Every year, we look forward to winter break. It is the perfect mix of the excitement of holidays and the freedom of no school for 10 days. In college, this perfect little mix does not go away; instead, it increases dramatically. While this sounds good in theory, take it from me: you can only stay at home doing nothing for so long.

This break, I spent a lot of time at home. This was really nice at first; I got to reconnect with high school friends, spend time with family, and most importantly, eat. It was a really nice time to relax, forget about schoolwork and stress, and reflect on my semester. While this was really enjoyable, I slowly began to get tired of my old routine. By the last week that I was home, I could not wait to come back. Luckily, I signed up for a one-week intersession class.

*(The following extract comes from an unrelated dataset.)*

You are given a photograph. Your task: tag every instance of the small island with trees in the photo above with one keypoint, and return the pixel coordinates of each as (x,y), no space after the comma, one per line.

Intersession is probably one of the most underrated things that Hopkins offers. It is the three-week period of time between fall and spring semester where you can take optional classes for one, two, or three weeks for one, two, or three credits. Since these courses are short, they are the perfect amount of time for a professor to teach a really specific topic that they may not be able to teach for an entire semester, which means that there are some really awesome and unique courses offered. From Immunoengineering to Sports Negotiation to a course dedicated entirely to the study of “Gayborhoods”, pretty much anything and everything is offered during intersession.

Since I thought I would want as much time at home as possible (I was wrong, don’t be me), I chose to take a one-week course. The course I am currently taking is called Food for Thought, and it is an integration of neuroscience and nutrition: two subjects which are often thought of as unrelated, but interplay far beyond my expectations. Each day, I am more and more impressed with how connected these subjects are, and how well my instructors are able to tie them together in a way that makes so much sense to me, but I had never previously considered.

This course really embodies Hopkins. In this course and at Hopkins, we are fueled by intellectual spirit and the desire to look at things through a different lens. This course makes me question things more than answer them, it makes me challenge what I already know and seek connections between subjects.

I am so excited to start next semester with this course under my belt, but more importantly, with this mindset. Knowing that I will always be challenged here and my perspective will constantly be changing makes me excited to learn, and that is something that everyone should be fortunate enough to feel.